Coming home is always an emotional experience, and the longer the interval in between such visits, the more pronounced are the observations. A lot has changed politically - at least on the surface - in the 18 months since I last came to Zimbabwe, but it's only noticeable in certain areas.
The street lamposts have rusted further and fewer of them work, the potholes are deeper and more abundant, and generally Harare's infrastructure has aged beyond repair. Yet the old vibrancy has returned to the faces of the people, who have always ranked among the friendliest in the world. Only Indians give them a run for their money in that department.
On Wednesday I had the pleasure of going to watch Zimbabwe take on Brazil - the most surreal experience I've had in quite some time. There was a general sense of disbelief, all muddled up with euphoria, with no-one quite able to believe that they were watching Kaka and Dani Alves in action.
That translated onto the faces of Rohit Sharma and Nuwan Kulasekara, who looked down into the vast bowl of the national stadium, its concrete stands laced with chaos, with a mixture of awe and fear on their faces. We'd all arrived on Zimbabwe Cricket buses via police escort - the civilised way to travel - but the scenes inside the stadium were wild and foreign to the visiting cricketers.

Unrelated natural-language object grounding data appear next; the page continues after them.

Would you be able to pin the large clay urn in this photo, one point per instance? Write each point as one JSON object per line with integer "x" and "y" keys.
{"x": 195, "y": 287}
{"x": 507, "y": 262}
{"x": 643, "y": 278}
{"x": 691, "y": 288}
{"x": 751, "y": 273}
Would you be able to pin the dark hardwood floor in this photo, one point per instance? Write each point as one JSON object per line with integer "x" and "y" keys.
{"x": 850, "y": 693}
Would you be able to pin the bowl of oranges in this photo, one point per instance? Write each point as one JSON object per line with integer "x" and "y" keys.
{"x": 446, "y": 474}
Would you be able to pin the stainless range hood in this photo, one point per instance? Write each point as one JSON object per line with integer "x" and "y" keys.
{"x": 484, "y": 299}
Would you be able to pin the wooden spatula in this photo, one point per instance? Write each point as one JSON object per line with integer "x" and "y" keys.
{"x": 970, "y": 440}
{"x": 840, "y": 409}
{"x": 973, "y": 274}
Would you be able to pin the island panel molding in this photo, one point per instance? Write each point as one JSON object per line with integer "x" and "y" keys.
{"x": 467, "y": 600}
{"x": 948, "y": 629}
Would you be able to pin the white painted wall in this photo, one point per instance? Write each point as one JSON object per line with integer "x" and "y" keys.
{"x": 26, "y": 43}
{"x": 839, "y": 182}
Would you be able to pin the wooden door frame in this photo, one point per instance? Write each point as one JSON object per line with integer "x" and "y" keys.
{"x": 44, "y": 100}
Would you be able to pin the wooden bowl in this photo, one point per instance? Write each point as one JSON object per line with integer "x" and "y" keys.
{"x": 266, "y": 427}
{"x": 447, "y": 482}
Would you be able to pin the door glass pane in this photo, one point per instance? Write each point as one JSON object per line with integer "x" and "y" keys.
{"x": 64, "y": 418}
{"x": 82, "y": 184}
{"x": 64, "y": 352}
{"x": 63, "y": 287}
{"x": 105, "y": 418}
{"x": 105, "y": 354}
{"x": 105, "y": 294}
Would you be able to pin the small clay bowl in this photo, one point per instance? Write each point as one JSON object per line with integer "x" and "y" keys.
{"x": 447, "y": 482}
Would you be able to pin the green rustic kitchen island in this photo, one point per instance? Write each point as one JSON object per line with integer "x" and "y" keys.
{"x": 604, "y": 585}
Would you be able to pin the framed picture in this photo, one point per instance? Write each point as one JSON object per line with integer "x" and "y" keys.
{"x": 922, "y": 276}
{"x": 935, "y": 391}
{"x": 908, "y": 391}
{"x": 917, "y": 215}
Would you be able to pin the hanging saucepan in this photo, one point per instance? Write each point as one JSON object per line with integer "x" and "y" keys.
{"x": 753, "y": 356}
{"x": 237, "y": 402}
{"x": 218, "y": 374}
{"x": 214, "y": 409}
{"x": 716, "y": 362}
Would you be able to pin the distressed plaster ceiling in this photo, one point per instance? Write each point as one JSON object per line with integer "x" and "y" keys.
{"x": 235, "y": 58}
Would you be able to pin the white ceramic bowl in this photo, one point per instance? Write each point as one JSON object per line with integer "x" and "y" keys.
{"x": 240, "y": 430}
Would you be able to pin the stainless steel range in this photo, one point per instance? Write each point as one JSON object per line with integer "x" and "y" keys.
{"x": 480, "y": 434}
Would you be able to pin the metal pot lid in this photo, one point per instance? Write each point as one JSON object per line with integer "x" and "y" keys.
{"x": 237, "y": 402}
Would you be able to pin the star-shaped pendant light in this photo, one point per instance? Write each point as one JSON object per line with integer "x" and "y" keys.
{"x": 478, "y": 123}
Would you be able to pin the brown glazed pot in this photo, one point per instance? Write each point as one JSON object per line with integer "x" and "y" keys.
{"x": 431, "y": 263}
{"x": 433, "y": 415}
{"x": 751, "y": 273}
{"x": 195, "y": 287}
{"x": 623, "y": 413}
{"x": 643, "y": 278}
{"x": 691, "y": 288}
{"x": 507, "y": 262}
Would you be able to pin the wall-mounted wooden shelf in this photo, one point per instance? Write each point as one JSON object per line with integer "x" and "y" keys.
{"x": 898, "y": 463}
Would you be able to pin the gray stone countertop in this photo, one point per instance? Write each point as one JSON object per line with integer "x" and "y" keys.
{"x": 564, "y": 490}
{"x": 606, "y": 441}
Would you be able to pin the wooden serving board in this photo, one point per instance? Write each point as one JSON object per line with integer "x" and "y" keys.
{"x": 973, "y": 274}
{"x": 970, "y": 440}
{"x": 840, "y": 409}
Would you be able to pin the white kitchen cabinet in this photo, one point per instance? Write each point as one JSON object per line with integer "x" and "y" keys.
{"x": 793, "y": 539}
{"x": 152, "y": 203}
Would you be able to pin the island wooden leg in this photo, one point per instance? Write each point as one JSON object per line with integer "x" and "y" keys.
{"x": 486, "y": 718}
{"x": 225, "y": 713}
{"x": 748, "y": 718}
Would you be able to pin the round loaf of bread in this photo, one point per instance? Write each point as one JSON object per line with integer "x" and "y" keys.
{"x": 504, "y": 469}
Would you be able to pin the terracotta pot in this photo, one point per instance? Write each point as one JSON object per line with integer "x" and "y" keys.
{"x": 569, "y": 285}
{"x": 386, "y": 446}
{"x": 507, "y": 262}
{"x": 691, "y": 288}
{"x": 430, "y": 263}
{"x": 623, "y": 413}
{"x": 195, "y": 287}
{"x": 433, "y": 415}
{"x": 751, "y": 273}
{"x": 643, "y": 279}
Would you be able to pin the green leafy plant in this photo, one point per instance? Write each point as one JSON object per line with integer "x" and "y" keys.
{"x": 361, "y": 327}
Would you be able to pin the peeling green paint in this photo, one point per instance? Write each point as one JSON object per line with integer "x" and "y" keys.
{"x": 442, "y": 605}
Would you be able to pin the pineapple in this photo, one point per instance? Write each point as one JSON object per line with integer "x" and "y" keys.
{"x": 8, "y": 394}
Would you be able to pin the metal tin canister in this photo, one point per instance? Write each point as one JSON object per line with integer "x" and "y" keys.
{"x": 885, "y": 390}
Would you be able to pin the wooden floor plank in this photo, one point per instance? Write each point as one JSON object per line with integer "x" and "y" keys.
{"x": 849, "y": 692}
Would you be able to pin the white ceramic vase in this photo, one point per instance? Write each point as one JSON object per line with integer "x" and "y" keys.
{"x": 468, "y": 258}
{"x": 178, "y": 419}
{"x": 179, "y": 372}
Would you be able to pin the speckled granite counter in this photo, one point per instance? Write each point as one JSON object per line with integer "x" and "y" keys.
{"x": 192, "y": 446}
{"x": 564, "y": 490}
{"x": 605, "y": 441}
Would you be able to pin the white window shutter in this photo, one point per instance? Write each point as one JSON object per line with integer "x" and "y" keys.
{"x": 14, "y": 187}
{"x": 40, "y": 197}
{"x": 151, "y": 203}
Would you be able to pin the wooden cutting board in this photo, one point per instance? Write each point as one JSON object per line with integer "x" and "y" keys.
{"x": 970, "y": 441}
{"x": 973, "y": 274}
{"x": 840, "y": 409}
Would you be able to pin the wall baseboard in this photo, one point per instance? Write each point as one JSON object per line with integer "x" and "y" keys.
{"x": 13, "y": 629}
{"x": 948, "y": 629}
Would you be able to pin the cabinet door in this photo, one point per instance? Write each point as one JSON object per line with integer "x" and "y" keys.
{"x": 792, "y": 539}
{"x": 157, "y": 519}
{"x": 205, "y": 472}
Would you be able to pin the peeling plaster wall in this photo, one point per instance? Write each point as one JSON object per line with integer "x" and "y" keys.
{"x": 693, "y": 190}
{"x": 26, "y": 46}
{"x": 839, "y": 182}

Only Virat Kohli looked unfazed, his hairstyle naturally unmoved in spite of the dusty environment.
Soccer is Zimbabwe's biggest passion, followed closely by the music of Oliver Mtukudzi, but such moments of ecstacy are rare in the sport. The Warriors struggle to reach the African Cup of Nations, let alone the World Cup, and so top-level international engagements are few and far between.
Cricket holds far more potential in that regard, but interest levels are low. Throughout the nineties Harare Sports Club was packed for every ODI, with the crowd mostly made up by the small white population. A large number were farmers, so the land invasions in the first years of the noughties accounted for many, and a brutal application of racial quotas by the Zimbabwe Cricket Union soon after stripped the national team of its best talent and left a young side that was difficult to support.
The hope was that the majority of Zimbabwe's population might associate better with the team and take more of an interest in cricket. Six years down the line, the ground is 80 per cent black but 15 per cent full as Zimbabwe take on India. There's plenty of enthusiasm as the home side close in on their second victory over the Indians in a week, but it's difficult not to notice the bare stands next to those waving the national flag.
The general prognosis is that there are better days ahead for Zimbabwe cricket, and the victories over a second-string Indian side are a crucial part to building morale in and around the team. The hope now must be that those wins will begin to draw the fans in an often success-starved nation.